Biography
Harriet Hosmer was born at Watertown, Massachusetts, and completed a course of study in Lenox, Massachusetts. She was a delicate child, and was encouraged by her father, a physician, to pursue a course of physical training by which she became expert in rowing, skating, and riding. She traveled alone in the wilderness of the western United States, and visited the Dakota Indians.

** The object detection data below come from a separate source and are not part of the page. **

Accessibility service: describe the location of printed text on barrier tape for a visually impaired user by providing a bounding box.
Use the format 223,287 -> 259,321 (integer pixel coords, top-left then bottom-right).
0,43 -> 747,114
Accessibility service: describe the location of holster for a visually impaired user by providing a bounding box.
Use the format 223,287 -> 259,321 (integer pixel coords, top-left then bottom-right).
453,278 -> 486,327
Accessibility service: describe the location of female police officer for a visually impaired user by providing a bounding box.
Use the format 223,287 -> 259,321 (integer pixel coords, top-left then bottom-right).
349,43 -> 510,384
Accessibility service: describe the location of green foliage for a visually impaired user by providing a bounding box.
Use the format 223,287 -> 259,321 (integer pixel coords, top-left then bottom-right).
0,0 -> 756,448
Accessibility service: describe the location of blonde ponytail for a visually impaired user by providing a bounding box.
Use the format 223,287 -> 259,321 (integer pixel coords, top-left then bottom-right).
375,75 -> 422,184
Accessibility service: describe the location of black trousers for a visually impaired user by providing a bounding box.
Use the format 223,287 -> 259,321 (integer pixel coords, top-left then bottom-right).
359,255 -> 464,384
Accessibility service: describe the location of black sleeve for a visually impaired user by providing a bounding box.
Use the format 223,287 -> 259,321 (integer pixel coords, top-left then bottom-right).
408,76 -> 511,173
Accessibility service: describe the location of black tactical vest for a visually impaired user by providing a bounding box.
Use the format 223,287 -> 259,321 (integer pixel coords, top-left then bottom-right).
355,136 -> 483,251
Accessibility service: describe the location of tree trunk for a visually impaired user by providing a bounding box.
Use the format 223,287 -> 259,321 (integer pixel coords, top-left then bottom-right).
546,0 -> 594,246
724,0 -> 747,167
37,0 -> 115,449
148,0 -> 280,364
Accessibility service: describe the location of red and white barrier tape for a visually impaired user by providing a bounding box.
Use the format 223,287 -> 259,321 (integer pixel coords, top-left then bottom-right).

She showed an early aptitude for modeling, and studied anatomy with her father, and afterwards at the St. Louis Medical College. She then studied in Boston and practiced modeling at home until November 1852, when, with her father and her friend Charlotte Cushman, she went to Rome, where from 1853 to 1860 she was the pupil of the English sculptor John Gibson.
While living in Rome, she was associated with Nathaniel Hawthorne, Thorvaldsen, Thackeray, George Eliot and George Sand; and she was frequently the guest of the Brownings at Casa Guidi, in Florence. Later she also resided in Chicago and Terre Haute, Indiana.
Novelist Henry James unflatteringly referred to the group of women artists in Rome of which she was a part as "The White Marmorean Flock," borrowing a term from Nathaniel Hawthorne in The Marble Faun. These artists included lesbians Anne Whitney, Emma Stebbins, Edmonia Lewis and non-lesbians Louisa Lander, Margaret Foley, Florence Freeman, and Vinnie Ream.
She was devoted for 25 years to Lady Ashburton, widow of Bingham Baring, 2nd Baron Ashburton (died 1864). Lady Ashburton was born Louisa Caroline Stewart-Mackenzie, youngest daughter of James Alexander Stewart-Mackenzie, and had one daughter, the Hon. Mary Florence ("Maisie"), born 1860 in London.
She also designed and constructed machinery, and devised new processes, especially in connection with sculpture, such as a method of converting the ordinary limestone of Italy into marble, and a process of modeling in which the rough shape of a statue is first made in plaster, on which a coating of wax is laid for working out the finer forms.
Hosmer died at Watertown, Massachusetts, on February 21, 1908.
Mount Hosmer, near Lansing, Iowa is named after Hosmer, the result a race to the top that she won as a youth.